In a random sample of 112 State College students, 41 students reported being current smokers.
a) Calculate the 95% confidence interval for the proportion of State College students who smoke.
Use a confidence interval formula for proportions. Here is one:
CI95 = p ± (1.96)(√pq/n)
...where p = x/n, q = 1 - p, and n = sample size.
Hint: x = 41, n = 112
(Convert all fractions to decimals.)
I hope this will help get you started.
To calculate the 95% confidence interval for the proportion of State College students who smoke, you can use the formula:
Confidence Interval = Sample Proportion ± (Z * √((Sample Proportion * (1 - Sample Proportion)) / Sample Size))
Where:
- Sample Proportion is the proportion of students who smoke in the sample.
- Z is the Z-score corresponding to the desired confidence level.

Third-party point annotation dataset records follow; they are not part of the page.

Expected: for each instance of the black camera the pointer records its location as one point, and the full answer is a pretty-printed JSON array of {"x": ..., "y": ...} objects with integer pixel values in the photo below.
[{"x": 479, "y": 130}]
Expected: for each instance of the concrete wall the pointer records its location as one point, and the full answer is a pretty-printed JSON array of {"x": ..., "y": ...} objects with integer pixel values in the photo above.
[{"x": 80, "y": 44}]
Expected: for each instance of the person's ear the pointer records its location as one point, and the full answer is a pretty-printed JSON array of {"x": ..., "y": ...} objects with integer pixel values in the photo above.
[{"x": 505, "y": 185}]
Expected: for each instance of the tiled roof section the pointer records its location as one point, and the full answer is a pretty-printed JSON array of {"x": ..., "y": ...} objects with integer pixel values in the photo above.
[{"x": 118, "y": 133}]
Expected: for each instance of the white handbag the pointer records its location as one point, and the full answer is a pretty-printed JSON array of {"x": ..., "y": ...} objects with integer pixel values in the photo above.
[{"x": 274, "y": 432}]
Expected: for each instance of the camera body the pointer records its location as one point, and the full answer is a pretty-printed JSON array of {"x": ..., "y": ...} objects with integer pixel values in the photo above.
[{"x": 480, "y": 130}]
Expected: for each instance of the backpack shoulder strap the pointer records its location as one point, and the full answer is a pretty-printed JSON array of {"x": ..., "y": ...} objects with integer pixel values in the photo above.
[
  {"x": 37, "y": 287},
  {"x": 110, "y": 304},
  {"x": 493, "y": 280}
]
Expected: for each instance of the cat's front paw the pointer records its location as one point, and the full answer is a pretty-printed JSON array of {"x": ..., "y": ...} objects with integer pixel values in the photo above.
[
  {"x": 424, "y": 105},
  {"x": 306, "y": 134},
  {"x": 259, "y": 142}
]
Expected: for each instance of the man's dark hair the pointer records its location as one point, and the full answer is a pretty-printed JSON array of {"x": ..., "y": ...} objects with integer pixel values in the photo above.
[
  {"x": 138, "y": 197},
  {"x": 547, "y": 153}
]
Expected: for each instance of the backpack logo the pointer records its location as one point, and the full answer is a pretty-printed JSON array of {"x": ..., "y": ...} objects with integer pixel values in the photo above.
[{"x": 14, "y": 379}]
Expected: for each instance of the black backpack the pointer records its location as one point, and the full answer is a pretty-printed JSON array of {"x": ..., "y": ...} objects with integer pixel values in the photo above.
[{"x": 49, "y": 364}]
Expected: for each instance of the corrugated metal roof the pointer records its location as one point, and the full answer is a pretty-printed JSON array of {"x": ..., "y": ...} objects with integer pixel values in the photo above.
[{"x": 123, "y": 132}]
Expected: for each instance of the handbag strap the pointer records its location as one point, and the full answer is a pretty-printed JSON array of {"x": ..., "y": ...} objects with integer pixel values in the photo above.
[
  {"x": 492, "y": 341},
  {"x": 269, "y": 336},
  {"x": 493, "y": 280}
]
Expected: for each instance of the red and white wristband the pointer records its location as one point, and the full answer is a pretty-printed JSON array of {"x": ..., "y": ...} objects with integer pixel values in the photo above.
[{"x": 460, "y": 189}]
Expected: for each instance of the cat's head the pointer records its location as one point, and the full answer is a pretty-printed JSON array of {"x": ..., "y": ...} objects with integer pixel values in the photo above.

For a 95% confidence level, Z is approximately 1.96.
- Sample Size is the total number of students in the sample.
In this case:
- Sample Proportion = 41/112 = 0.3661 (rounded to four decimal places)
- Z = 1.96 (for a 95% confidence level)
- Sample Size = 112
Now, let's plug the values into the formula:
Confidence Interval = 0.3661 ± (1.96 * √((0.3661 * (1 - 0.3661)) / 112))
Calculating the expression within the square root:
√((0.3661 * (1 - 0.3661)) / 112) ≈ 0.0495 (rounded to four decimal places)
Substituting the values:
Confidence Interval = 0.3661 ± (1.96 * 0.0495) ≈ 0.3661 ± 0.097 (rounded to three decimal places)
Therefore, the 95% confidence interval for the proportion of State College students who smoke is approximately 0.269 to 0.463.
To calculate the 95% confidence interval for the proportion of State College students who smoke, you can use the formula:
Confidence Interval = Sample Proportion ± (Z * √(Sample Proportion * (1 - Sample Proportion) / Sample Size))
Where:
- Sample Proportion is the proportion of students who smoke in the sample,
- Z is the z-score corresponding to the desired confidence level (e.g., 1.96 for a 95% confidence level),
- √ represents the square root,
- Sample Size is the number of students in the sample.
In this case, the sample proportion is 41/112 = 0.3661.
The z-score for a 95% confidence level is 1.96 (you can find this value from a standard normal distribution table or use a statistical calculator).
Now, plug these values into the formula:
Confidence Interval = 0.3661 ± (1.96 * √(0.3661 * (1 - 0.3661) / 112))
Calculating the expression inside the square root first:
√(0.3661 * (1 - 0.3661) / 112) = 0.0604
Now, substitute this value into the formula:
Confidence Interval = 0.3661 ± (1.96 * 0.0604)
Next, calculate the two bounds of the confidence interval:
Upper Bound = 0.3661 + (1.96 * 0.0604) = 0.4327
Lower Bound = 0.3661 - (1.96 * 0.0604) = 0.2995
Therefore, the 95% confidence interval for the proportion of State College students who smoke is approximately 0.2995 to 0.4327.